As conversas sobre o tempo são tábuas de salvação. Um pouco à guisa daquela tábua que manteve a protagonista do Titanic à tona de água (embora sempre me tenha perguntado a razão pela qual não alternaram para que nenhum morresse gelado), têm no entanto algum préstimo. São desbloqueadores de conversa, por um lado, e pontes de comunicação, por outro. Dão jeito, em linguagem mais informal. São aqueles segundos que nos permitem a imaginação prodigiosa capaz de produzir algum discurso que conduza a conversa a algo que realmente interessa, ou que servem como plataforma para observar um par de olhos, um contorno, uma emanação da pessoa.
Claro que a conversa sobre o tempo tem uma premissa menos fácil de lidar. Aquela que nos diz que algo tem de suceder-lhe, sob pena do diagnóstico meteorológico não servir de antecâmara a algumas frases que façam a diferença, mas apenas a prática demonstrativa da limitação imaginativa de uma personalidade. E isso nós não queremos.
Até porque o tempo é feito de sol, de cores, de tendências, como qualquer pessoa que temos a possibilidade de ver e conhecer. É complexo, variado, e nunca surge da mesma forma em dias seguidos.
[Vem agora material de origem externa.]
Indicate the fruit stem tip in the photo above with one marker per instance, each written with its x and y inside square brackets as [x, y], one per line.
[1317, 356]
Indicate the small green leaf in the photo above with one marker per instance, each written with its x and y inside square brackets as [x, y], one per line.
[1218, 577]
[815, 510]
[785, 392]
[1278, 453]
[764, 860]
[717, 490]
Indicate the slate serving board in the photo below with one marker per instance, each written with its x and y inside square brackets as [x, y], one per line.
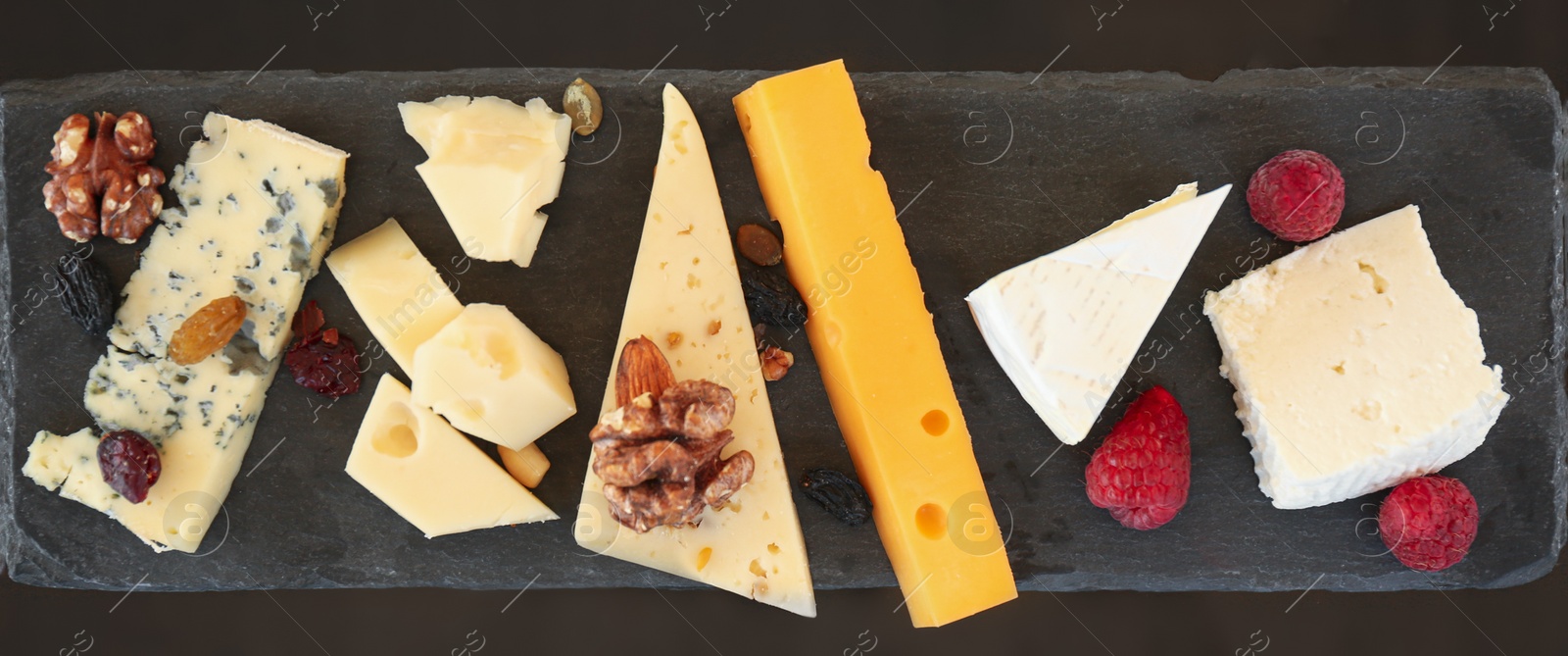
[988, 170]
E a conversa sobre ele pode apesar de tudo demonstrar a vontade de conhecer a forma como este afecta o nosso interlocutor, e dar-nos pistas sobre isso mesmo.
O tempo pode ser o reflexo do humor, e falar dele pode ser uma tradução de ideias e sensibilidades espelhadas no meio ambiente.
O tempo acaba por partir o ano em partes. E quem diz em partes, acaba até por fazê-lo em atitudes ou lógicas, porque também somos feitos do que nos rodeia. Não é por isso estranho que Robert Frost falasse em árvores e William Blake em tigres incendiados ao pôr-do-sol.
É o tempo.
O tempo tem muito mais virtualidades do que julgamos, mesmo em tópico de conversa. É um acesso, um caminho, uma forma.
O tempo é afinal de contas, o primeiro produtor de cores, de cenários, de enquadramentos. É um elemento vivo de tudo o que nos situa algures.

4 comentários:

Joana disse...

Epa, este tempo, que chatice! Onde é que já se viu, chuva em Maio, depois de uns dias tão bonitos!

;)

A disse...

Eu gosto de falar do tempo, principalmente quando vou de viagem para algum sítio :)

E gosto de W. Blake.

Do Titanic nem por isso :)

E por aí? Como está o tempo?

Beijinhos de chuva

A. disse...

Rota in medio rotae, veluti vita intra vitam, quod in hac vita corporis, vitae volvatur usus aeternae.


:)

Anónimo disse...

...

"Why stop to think of whether?

If it should rain,
just let it."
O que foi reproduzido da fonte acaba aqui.